Client: Bonneville Power Administration
Location: Goldendale, WA
Services Provided:
  • Land Surveying (mapping and GIS)
  • Construction Management & Inspection
The Big Eddy – Knight No. 1 project was a major undertaking. The project involved the build and replacement of 29 miles of double circuit 500kV transmission line along with lattice steel towers and associated access roads. It also required stringing new conductor across the Columbia River.
Specific project elements included drilling and blasting for the installation of grillage, plate, and concrete pier footings; installation of fall protection flanges, grounding, counterpoise, insulator assemblies, compression fittings, vibration dampeners, conductor spacers, and overhead guide wires. 72-count ADSS fiber optic cables were installed, spliced, and tested, and two fiber vaults were installed.
Additionally, the project included new hardware, insulators, and conductor for the North Bonneville – Midway No. 1 230kV line through the Knight Substation dead-end bays and splitting the existing Wautoma – Ostrander No. 500kV line into two new operational lines.
A new trapezoidal wire conductor was tested on this project, which allowed equal amperage in a smaller diameter as part of the Energy Power Research Institute’s Transmission Efficiency Initiative.

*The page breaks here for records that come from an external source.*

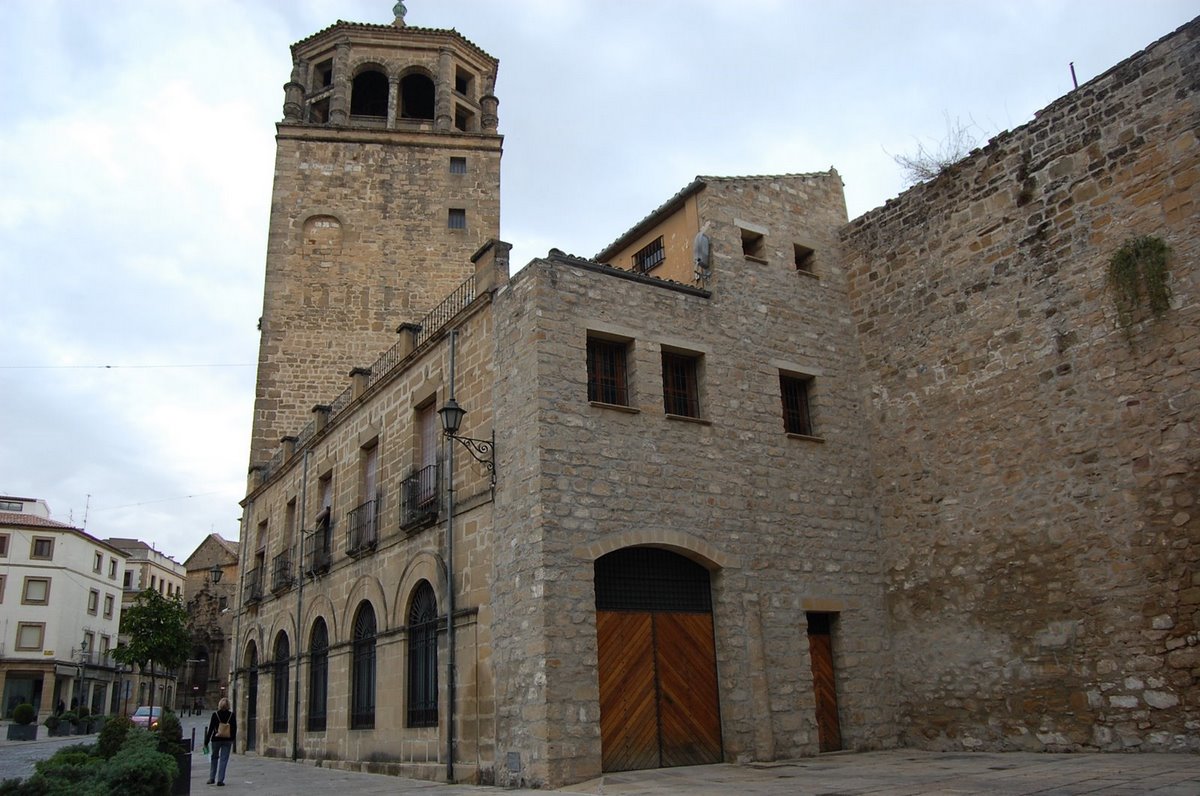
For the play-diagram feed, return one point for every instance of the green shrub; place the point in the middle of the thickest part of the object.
(111, 738)
(139, 770)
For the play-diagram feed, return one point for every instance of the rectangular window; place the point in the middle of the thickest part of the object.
(681, 388)
(797, 412)
(649, 256)
(42, 548)
(754, 244)
(30, 634)
(804, 258)
(607, 371)
(36, 592)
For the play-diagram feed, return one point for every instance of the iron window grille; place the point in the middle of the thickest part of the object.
(253, 592)
(364, 527)
(363, 670)
(649, 256)
(607, 372)
(318, 676)
(423, 658)
(681, 390)
(797, 414)
(419, 497)
(282, 575)
(280, 686)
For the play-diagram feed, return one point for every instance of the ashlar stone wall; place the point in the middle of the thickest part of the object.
(1037, 464)
(785, 524)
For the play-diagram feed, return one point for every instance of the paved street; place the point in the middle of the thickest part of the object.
(875, 773)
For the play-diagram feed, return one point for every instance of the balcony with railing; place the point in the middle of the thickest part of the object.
(317, 552)
(282, 573)
(363, 533)
(253, 586)
(419, 498)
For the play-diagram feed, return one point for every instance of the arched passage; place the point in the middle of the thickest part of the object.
(659, 701)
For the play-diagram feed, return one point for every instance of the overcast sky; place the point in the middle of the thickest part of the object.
(137, 153)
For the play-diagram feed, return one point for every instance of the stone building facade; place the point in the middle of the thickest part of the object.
(1037, 464)
(753, 483)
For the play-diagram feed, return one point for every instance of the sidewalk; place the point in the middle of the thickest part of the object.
(899, 772)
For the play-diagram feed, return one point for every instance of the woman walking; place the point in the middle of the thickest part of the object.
(220, 735)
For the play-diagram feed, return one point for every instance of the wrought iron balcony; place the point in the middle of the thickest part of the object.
(419, 498)
(317, 552)
(282, 575)
(364, 528)
(253, 586)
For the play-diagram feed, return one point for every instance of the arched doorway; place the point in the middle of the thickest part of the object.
(251, 696)
(659, 702)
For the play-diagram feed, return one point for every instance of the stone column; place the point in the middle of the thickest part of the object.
(443, 108)
(340, 103)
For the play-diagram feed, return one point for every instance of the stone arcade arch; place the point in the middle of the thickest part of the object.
(659, 700)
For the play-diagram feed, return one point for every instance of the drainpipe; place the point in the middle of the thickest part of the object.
(450, 640)
(295, 698)
(234, 644)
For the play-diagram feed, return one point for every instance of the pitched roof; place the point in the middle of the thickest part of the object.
(677, 201)
(31, 521)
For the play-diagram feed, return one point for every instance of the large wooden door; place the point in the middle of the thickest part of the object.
(825, 686)
(659, 701)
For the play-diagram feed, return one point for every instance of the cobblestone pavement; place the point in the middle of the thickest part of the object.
(899, 772)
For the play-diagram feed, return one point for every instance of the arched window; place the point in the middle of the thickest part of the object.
(415, 97)
(280, 684)
(369, 96)
(423, 657)
(318, 675)
(363, 670)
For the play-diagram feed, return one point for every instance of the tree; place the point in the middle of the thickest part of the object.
(927, 163)
(156, 627)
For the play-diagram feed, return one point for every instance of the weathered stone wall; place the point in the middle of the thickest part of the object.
(359, 243)
(1038, 466)
(784, 522)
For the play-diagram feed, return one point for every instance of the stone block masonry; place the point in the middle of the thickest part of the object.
(1037, 465)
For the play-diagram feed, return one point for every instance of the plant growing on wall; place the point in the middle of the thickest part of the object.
(1138, 277)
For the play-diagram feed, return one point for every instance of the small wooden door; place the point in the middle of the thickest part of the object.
(659, 701)
(823, 682)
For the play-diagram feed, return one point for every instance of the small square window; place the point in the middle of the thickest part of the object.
(30, 634)
(797, 411)
(37, 591)
(607, 371)
(803, 257)
(42, 548)
(754, 244)
(681, 384)
(649, 257)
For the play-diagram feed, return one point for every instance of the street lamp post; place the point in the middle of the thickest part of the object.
(484, 452)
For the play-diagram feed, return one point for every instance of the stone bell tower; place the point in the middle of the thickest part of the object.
(387, 181)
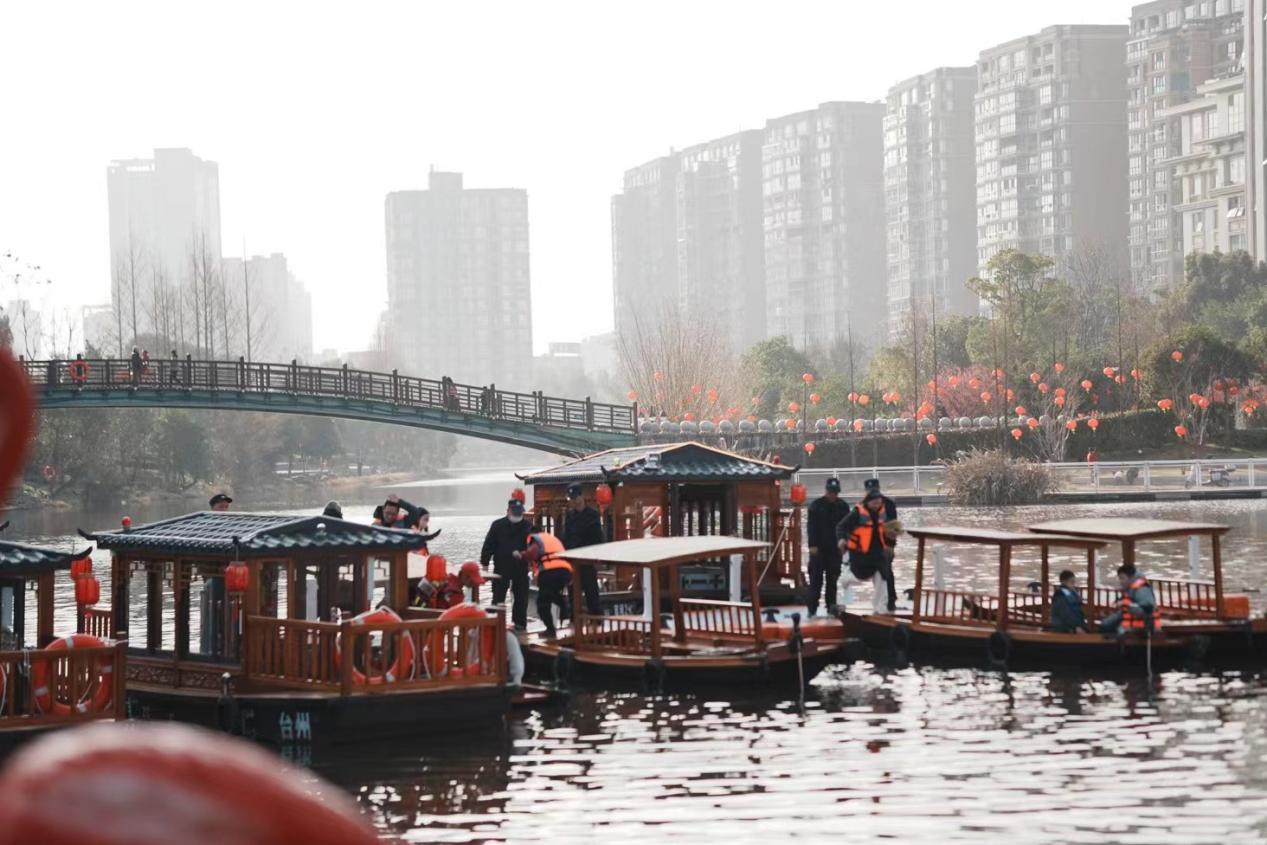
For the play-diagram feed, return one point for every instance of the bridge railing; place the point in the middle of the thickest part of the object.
(345, 383)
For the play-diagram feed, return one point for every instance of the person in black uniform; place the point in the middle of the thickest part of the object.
(825, 560)
(872, 485)
(582, 526)
(506, 540)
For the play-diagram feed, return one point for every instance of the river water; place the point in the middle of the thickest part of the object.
(874, 753)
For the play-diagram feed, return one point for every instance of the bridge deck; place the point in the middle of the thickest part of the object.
(553, 423)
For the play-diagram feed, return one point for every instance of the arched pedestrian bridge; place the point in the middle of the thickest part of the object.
(532, 419)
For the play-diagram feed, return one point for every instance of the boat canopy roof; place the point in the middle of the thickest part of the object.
(662, 551)
(22, 560)
(662, 463)
(1121, 528)
(221, 533)
(993, 537)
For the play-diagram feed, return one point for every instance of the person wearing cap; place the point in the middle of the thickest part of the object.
(891, 540)
(451, 592)
(582, 526)
(862, 535)
(503, 544)
(825, 560)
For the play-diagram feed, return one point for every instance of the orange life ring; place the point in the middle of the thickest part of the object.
(403, 665)
(474, 650)
(101, 697)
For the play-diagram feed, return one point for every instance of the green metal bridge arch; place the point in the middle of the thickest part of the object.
(532, 419)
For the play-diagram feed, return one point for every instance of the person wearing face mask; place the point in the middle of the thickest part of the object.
(503, 544)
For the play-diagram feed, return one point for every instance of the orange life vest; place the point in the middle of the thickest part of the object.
(860, 537)
(1128, 618)
(546, 549)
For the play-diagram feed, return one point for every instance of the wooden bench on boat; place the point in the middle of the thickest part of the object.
(693, 641)
(43, 688)
(262, 625)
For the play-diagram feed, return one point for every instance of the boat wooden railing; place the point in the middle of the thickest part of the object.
(625, 634)
(958, 607)
(99, 623)
(1182, 599)
(355, 659)
(72, 675)
(719, 620)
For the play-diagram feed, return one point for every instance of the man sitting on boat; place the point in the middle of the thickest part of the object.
(862, 535)
(1138, 609)
(1067, 616)
(450, 592)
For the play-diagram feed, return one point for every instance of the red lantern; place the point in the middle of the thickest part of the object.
(237, 577)
(88, 590)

During the design phase, MacKay Sposito provided land surveying services and prepared plan and profile maps. We then oversaw construction of the project via on-site inspectors and a Resident Engineer to tackle the paperwork. The river crossing was especially complicated as we tracked coordination through the Federal Aviation Administration, US Coast Guard, US Army Corps of Engineers, the Washington and Oregon Departments of Transportation, Union Pacific Railroad, BNSF, the Yakima Nation, Barge Entities, CenturyLink, landowners, and other local entities.